The reason is that, time estimate is almost impossible, however sometimes you could get a rough idea as follows. One of the most obvious reasons is that you can't predict how long it will take the drive to read a bad sector and if you want ddrescue to read and retry every single one, then it could take a very long time. For example, I'm currently running a recovery on a small 500GB drive that's been going on for over 2 weeks and I possibly have a few days left. But mine is a more complicated situation because the drive is encrypted and to read anything successfully, I have make sure to get all sectors that have partition tables, boot sectors and other important parts of the disk. I'm using techniques in addition to ddrescue to improve my chances for all the bad sectors. IOW, your unique situation is important in determining time to completion.

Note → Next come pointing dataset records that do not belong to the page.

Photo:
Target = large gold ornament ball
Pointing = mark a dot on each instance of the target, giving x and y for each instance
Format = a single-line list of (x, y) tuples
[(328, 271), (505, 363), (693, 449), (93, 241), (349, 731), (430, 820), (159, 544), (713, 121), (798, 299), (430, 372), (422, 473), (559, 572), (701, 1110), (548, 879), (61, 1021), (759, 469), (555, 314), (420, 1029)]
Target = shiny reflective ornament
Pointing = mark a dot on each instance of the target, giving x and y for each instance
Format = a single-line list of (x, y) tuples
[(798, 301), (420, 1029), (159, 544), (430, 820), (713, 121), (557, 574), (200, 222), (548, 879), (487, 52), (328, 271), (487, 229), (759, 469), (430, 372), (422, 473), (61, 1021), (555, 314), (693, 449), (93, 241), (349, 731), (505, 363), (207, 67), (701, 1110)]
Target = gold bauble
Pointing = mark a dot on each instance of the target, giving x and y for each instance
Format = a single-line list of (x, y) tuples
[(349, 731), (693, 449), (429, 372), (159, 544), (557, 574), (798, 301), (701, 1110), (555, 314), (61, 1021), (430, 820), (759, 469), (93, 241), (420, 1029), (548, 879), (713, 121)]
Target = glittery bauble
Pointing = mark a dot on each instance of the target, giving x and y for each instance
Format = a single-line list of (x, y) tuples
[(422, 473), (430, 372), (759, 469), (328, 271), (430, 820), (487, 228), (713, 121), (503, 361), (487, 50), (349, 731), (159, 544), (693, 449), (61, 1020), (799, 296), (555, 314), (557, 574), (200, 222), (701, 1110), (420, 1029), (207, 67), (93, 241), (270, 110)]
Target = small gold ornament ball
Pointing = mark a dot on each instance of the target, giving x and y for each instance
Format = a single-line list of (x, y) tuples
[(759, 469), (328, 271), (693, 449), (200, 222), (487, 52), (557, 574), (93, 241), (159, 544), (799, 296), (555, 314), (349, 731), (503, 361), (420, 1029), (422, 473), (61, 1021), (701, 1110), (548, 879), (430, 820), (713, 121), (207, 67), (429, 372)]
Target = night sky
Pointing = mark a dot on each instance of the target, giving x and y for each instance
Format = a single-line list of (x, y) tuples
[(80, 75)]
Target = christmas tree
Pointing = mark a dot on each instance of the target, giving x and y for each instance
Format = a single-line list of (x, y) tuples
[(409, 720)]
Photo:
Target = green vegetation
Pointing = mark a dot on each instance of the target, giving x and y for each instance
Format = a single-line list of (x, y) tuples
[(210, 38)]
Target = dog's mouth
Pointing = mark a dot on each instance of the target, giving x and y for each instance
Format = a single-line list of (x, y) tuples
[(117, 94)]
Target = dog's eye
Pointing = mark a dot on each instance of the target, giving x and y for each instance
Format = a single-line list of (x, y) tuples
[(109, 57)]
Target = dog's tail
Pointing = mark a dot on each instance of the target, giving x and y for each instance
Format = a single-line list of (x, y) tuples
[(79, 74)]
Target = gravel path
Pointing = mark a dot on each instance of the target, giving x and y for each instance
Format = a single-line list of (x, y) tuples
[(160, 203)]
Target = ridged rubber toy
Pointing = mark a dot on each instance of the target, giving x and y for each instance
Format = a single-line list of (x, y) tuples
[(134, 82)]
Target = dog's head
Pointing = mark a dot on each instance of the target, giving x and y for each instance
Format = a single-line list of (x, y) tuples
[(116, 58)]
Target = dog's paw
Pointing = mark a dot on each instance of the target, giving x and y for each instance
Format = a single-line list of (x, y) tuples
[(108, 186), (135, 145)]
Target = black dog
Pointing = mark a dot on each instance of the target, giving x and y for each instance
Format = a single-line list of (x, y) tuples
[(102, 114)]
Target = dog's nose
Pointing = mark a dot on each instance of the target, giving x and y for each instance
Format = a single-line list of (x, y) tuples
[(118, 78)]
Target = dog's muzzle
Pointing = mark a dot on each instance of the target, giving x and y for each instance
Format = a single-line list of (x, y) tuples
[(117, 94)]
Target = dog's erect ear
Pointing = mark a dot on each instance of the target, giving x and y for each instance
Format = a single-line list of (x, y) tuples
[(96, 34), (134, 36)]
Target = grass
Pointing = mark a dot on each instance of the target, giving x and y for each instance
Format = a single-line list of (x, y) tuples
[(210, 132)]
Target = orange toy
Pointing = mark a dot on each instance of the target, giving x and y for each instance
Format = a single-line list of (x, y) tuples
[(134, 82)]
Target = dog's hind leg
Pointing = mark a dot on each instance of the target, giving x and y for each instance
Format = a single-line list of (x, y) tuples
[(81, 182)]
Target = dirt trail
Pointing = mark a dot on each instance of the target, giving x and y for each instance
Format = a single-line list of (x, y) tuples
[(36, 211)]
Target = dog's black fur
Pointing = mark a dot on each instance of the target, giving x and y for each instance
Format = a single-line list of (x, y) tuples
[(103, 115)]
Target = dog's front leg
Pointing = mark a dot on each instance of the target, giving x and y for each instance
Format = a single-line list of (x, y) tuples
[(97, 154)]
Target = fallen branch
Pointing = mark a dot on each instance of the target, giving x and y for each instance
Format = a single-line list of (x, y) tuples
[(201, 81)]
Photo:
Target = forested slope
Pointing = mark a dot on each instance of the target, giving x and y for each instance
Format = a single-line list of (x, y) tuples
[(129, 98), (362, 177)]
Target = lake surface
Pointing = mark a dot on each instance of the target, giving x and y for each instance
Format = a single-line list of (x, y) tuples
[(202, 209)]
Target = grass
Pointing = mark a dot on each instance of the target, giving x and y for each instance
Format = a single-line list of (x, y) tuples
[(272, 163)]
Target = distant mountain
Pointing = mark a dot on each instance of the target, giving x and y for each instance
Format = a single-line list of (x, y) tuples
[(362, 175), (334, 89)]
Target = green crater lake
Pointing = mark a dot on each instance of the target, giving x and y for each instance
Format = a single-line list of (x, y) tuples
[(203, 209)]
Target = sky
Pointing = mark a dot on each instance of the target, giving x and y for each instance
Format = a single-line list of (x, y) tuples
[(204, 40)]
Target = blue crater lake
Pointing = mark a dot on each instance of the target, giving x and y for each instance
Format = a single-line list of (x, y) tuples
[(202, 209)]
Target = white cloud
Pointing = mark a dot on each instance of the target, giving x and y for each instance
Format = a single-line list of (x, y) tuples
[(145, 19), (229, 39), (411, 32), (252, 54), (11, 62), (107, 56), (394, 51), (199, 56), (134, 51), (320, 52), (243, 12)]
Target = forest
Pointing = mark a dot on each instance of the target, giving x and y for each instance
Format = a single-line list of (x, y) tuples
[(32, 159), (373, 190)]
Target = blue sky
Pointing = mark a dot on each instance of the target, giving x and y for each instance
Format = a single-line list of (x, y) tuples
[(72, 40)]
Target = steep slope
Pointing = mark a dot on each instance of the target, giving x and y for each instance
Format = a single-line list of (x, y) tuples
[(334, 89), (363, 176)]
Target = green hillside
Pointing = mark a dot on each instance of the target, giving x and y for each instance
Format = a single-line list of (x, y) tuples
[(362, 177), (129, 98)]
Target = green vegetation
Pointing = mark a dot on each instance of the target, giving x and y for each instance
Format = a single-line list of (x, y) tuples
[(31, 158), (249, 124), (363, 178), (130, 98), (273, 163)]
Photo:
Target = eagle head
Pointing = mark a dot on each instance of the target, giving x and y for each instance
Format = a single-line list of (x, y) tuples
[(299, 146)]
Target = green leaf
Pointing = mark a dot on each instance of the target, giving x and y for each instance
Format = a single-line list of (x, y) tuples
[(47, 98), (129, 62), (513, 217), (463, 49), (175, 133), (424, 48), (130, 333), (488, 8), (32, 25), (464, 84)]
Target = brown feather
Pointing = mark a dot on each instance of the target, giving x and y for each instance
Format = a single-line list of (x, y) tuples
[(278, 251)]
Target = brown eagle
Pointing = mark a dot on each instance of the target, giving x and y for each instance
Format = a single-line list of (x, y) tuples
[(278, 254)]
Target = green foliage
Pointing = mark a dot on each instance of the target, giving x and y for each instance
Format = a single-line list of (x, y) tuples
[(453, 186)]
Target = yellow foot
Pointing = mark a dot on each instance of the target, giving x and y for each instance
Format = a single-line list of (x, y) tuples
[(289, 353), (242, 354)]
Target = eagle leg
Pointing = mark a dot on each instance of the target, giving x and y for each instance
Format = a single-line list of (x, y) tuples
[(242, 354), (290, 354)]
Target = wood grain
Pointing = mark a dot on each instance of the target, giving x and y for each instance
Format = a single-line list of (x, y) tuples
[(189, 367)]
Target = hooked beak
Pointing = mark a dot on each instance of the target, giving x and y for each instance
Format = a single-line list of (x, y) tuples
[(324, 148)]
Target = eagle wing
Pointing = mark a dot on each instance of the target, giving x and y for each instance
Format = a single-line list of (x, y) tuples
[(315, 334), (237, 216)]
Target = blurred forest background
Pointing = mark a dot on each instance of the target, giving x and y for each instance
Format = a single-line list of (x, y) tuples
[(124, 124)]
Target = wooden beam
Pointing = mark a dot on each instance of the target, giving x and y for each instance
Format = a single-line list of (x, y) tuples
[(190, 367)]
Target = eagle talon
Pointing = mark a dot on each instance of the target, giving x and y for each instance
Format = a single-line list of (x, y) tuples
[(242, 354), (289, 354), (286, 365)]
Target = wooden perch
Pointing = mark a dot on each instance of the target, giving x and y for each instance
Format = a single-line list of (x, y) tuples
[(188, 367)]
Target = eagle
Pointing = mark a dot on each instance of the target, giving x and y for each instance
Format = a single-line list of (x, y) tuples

By estimate of "loops", if you mean number of retries then that's something you determine by the parameters you use. If you mean "total number of passes", that's easily determined by reading about the algorithm here.. >man ddrescue< / Algorithm: How ddrescue recovers the data

I'll specifically speak to the numbers in the screen captures you provided. Other situations may have other factors that apply, so take this information as a general guideline.

In the sample you've provided take a look at ddrescue's running status screen. We get the total "estimate" of the problem (rescue domain) by "errsize". This is the amount of data that is "yet to be read". In the sample it is 345GB. Next line below to the right is "average rate". In the sample it is 583kb/s

If the "average rate" was to remain close to steady, this means you have 7 more days to go. 345 GB / (583 kb * 60*60*24) = 7.18 However the problem is that you can't rely on the 583kb/s. In fact deeper you go into recovery, the drive gets slower since it's reading more and more tougher areas and is doing more retries. So the time to finish exponentially increases. All of this depends on how badly the drive is damaged.

The sample you've provided shows a "successful read" was over 10 hours ago. That's saying that it's not really getting anything from the drive for 10+ hours. This shows that your drive may have 345GB worth (or a portion) of data shot. This is very bad news for you.

In contrast, my second 500GB drive that had just started giving me "S.M.A.R.T" errors, was copied disk to disk (with log file on another drive) and the whole operation took about 8-9 hours. The last part of it slowed down. But that's still bearable. While the very bad drive, as noted above is well past 2 weeks working on 500GB and still has about 4-5 % remaining to recover.